But mostly Carolina needs its starting linemen to be more productive, including defensive tackles Kawann Short and Star Lotulelei. Short had 11 sacks during a Pro Bowl season in 2015, but has managed just one this year.
‘We’re going to take our lumps’
Defensive coordinator Sean McDermott repeated his oft-cited refrain Monday that pass rush and coverage go hand in hand.
But in 49 dropbacks Sunday in New Orleans, Brees was sacked only once. That allowed him to expose a cornerback group that started rookies Daryl Worley and Zack Sanchez after injuries to second-round pick James Bradberry and veteran Robert McClain.
“We’re going to go forward with it. They’ve made mistakes. We’re going to take our lumps,” Rivera said. “But hopefully they’ll pick things up and get things going. If we get the pass rush going I think we’re going to be OK.”

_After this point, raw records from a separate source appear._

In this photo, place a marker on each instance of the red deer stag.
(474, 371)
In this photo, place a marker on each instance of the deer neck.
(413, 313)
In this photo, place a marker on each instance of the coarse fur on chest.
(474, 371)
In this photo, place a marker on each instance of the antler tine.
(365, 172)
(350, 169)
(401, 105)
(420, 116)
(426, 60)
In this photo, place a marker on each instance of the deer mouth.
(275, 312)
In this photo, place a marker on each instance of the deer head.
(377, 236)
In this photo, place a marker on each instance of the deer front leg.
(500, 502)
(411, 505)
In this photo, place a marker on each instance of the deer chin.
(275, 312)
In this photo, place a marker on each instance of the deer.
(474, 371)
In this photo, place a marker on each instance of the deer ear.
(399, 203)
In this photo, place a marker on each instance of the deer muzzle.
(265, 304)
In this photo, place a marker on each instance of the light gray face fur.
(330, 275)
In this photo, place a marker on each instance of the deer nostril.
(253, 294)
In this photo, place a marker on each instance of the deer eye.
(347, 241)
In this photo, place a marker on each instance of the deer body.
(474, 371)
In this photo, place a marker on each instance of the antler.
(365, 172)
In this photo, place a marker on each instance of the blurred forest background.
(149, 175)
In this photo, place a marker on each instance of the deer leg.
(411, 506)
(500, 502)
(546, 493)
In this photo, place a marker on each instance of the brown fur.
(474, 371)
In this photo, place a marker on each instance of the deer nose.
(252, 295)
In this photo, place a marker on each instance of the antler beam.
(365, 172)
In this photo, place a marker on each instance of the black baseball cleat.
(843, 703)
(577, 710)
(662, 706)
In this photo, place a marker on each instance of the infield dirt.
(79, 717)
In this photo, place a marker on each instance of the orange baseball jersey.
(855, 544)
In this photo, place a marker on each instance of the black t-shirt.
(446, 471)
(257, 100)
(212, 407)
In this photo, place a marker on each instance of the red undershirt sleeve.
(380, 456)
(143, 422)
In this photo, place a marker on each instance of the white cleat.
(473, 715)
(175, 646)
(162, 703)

Rivera refused to be pulled into a discussion about Norman on Monday when asked if the Panthers had made a mistake letting him go.
“That’s 20/20. It’s called hindsight,” Rivera said. “I’m not going there.”
Short also wasn’t interested in revisiting the Norman situation.
“One individual don’t make this team. ... I’ve still got faith in the young guys that’s back there, with (safety) Kurt Coleman stepping up and helping those guys out,” Short said. “As far as missing Josh, we’re not jumping on the train as far as being sad that he’s gone.”
McDermott says he’s proud of the way the young corners have played while adding the learning process won’t happen overnight.
Players like Short and Ealy can speed the process by doing their parts.